Hirnblutung erkannt: Mutter kämpft für ihren Sohn

Unser Sohn wurde vom Rettungsdienst, wegen Kreislaufproblemen, Erbrechen, Schwindel, motorischen Ausfällen und starken Kopfschmerzen in die Notaufnahme gebracht. Die Sanitäter haben die motorischen Ausfälle wohl nicht weiter erwähnt, da im Krankenhaus kein CT gemacht wurde. Er wurde zunächst als evtl. ansteckend im Quarantänezimmer wegen Magen-Darm-Beschwerden behandelt. Dann meinte man, er habe eine Unverträglichkeit. Zum Schluss wurde er nach einer Nacht als gesund entlassen, es könnte auch ein Migräneanfall gewesen sein, und er solle sich mal beim Neurologen, der immer wieder ins Krankenhaus kommt, vorstellen.
Am Abend zuvor habe ich den drei Pfleger/innen auf der Station mitgeteilt, dass mein Sohn mir nicht gefällt, weil er seine linke Körperhälfte nicht spürt. Ich wurde nur belächelt.
Nach der Entlassung bin ich mit ihm gleich wieder zum Hausarzt, weil er die Treppenstufen nur mit beiden Händen am Geländer bewältigen konnte, mit dem linken Fuß an der Treppenstufe hängen blieb und seine Jacke nicht zubekam, weil er nicht bemerkte, dass sein linker Arm gar nicht im Ärmel war.
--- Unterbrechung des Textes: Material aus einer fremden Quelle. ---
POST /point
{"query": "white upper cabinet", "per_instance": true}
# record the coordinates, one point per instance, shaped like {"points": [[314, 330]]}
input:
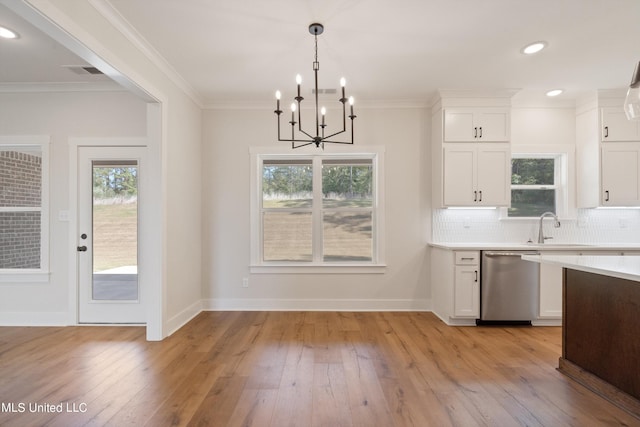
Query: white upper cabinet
{"points": [[607, 154], [616, 127], [620, 174], [486, 124], [476, 174]]}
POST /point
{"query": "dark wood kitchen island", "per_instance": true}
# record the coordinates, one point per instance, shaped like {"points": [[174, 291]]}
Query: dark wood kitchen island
{"points": [[601, 325]]}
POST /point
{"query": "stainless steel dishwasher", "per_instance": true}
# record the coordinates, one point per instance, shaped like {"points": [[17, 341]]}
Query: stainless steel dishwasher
{"points": [[509, 288]]}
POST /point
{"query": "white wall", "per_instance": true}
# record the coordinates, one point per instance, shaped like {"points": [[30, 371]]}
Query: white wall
{"points": [[176, 147], [60, 116], [228, 135]]}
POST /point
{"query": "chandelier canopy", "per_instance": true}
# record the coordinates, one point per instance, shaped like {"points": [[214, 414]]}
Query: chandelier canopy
{"points": [[301, 137]]}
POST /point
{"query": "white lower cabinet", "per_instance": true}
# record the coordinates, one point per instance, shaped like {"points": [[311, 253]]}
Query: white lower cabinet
{"points": [[550, 292], [466, 291], [455, 285]]}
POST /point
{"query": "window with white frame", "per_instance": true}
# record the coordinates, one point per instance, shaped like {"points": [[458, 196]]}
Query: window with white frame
{"points": [[538, 185], [316, 210], [23, 205]]}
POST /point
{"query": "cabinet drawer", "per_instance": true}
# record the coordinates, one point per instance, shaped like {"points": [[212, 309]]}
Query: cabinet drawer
{"points": [[467, 257]]}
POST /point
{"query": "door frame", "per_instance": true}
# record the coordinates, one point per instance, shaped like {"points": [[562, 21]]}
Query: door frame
{"points": [[149, 268]]}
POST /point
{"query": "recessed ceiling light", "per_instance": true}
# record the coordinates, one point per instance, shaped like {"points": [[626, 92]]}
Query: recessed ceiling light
{"points": [[532, 48], [6, 33]]}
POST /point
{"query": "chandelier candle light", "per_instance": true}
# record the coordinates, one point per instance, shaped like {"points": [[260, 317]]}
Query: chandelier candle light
{"points": [[319, 138]]}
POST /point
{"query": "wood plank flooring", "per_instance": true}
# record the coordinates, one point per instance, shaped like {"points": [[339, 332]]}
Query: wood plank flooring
{"points": [[294, 369]]}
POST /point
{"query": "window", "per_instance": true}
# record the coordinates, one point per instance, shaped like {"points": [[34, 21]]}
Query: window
{"points": [[537, 185], [23, 206], [316, 210]]}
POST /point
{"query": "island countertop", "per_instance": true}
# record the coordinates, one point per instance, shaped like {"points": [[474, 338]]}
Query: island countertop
{"points": [[623, 267]]}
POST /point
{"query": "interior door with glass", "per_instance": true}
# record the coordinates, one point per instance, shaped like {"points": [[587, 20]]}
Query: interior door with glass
{"points": [[109, 198]]}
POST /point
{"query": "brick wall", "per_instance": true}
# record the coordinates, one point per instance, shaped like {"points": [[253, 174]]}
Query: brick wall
{"points": [[20, 186]]}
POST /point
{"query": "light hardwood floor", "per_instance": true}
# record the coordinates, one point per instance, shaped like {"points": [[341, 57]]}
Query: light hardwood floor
{"points": [[295, 369]]}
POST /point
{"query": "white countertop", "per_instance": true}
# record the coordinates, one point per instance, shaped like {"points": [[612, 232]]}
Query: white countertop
{"points": [[623, 267], [536, 246]]}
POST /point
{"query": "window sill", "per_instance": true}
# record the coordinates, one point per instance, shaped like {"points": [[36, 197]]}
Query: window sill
{"points": [[17, 276], [318, 269]]}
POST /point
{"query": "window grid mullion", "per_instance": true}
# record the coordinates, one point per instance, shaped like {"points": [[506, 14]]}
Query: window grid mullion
{"points": [[317, 216]]}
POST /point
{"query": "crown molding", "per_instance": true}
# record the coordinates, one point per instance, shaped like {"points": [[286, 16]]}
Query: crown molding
{"points": [[111, 14], [109, 86], [361, 104]]}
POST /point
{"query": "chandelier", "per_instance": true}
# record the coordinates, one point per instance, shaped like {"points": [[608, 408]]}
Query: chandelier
{"points": [[301, 137]]}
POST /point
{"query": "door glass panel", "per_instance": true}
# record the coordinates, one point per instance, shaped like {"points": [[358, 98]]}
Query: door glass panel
{"points": [[115, 230]]}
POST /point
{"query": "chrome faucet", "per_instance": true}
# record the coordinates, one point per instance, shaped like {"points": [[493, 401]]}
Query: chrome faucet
{"points": [[541, 237]]}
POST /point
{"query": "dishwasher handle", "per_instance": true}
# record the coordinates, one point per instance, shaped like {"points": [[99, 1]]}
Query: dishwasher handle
{"points": [[510, 253]]}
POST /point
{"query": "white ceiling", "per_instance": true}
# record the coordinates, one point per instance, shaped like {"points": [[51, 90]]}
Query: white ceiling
{"points": [[400, 50]]}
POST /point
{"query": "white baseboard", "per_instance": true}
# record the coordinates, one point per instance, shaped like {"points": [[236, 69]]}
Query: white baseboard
{"points": [[266, 304], [34, 318], [182, 318]]}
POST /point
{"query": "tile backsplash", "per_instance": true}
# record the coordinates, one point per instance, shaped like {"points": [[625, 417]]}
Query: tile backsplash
{"points": [[486, 225]]}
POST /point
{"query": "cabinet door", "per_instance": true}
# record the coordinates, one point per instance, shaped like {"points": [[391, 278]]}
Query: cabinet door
{"points": [[620, 168], [459, 175], [550, 292], [466, 292], [616, 126], [493, 125], [458, 125], [494, 175]]}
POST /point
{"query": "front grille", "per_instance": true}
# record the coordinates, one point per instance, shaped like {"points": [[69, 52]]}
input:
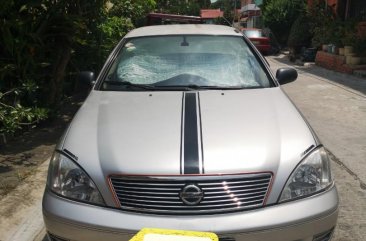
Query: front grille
{"points": [[161, 195]]}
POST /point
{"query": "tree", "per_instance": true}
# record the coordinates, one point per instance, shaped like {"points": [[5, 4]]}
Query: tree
{"points": [[279, 16]]}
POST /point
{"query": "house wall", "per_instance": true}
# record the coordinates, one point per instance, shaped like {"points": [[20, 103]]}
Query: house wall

Zudem war er unendlich müde und wollte eigentlich nur schlafen. Unser Arzt machte einige kleine Tests und schickte uns sofort in ein größeres Krankenhaus in die Notaufnahme.
Nach einigen Stunden stand dann fest:
CT – Hirnblutung
Es wurde sich dann sofort fachgerecht um ihn gekümmert. Gott sei Dank.
Jedoch musste er zu einem operativen Eingriff noch einmal das Krankenhaus wechseln. Dort konnte er erfolgreich operiert werden.

Gut gelaufen:

Das wir dem Entlassungsbericht des ersten Krankenhauses nicht geglaubt haben und mit unserem Sohn direkt zu einem anderen Arzt gegangen sind. Wir haben ihm somit eigentlich das Leben gerettet.

Schlecht gelaufen:

Die oberflächliche Behandlung b.z.w. Untersuchung des Arztes im ersten Krankenhaus. Die schlechte Berichterstattung der Sanitäter, woraufhin der Arzt sich nicht viel Mühe mit der Diagnose gemacht hat.

Verbesserungsvorschläge:

Die Sanitäter müssen besser auf ihr Bauchgefühl hören. Sie sagten uns nämlich bei der Abholung unseres Sohnes, dass ihnen sein Verhalten nicht gefällt und sie ihn gerne in eine Neurologie fahren würden. Dann haben sie sich umentschieden und ihn in das nächste Krankenhaus gebracht, weil dort ein CT-Gerät vorhanden war. Aber was nützt das wenn dort der Arzt schlecht untersucht und kein CT durchführt?

Weitere Infos:

Wenn einem etwas seltsam vorkommt, soll man auch mal stur bleiben. Als ich im Krankenhaus war und bemerkte, dass mein Sohn nicht merkt, dass er gleich aus dem Krankenbett fällt, weil er zu weit links liegt, oder er nicht merkt, dass er mit seinem linken Fuß auf dem Hausschuh steht, hätte ich nach einem Arzt verlangen müssen. Ich hätte soviel Rabatz machen müssen, dass ich ernst genommen werde. Aber man hatte mich nur belächelt, als ich die Auffälligkeiten gemeldet habe. Hätte ein Arzt darauf hin gehandelt hätte alles viel schneller gehen können.

Präventionsmaßnahmen:

Was in solchen Situationen passieren kann

Es ist eine außerordentlich belastende Erfahrung, wenn man als Angehörige oder Angehöriger das Gefühl hat, dass die eigene Sorge um eine nahestehende Person nicht gehört wird. Fälle wie dieser zeigen, dass medizinische Informationen auf dem Weg vom Rettungsdienst in die Klinik manchmal unvollständig weitergegeben werden – und dass dies die nachfolgende Diagnostik beeinflussen kann.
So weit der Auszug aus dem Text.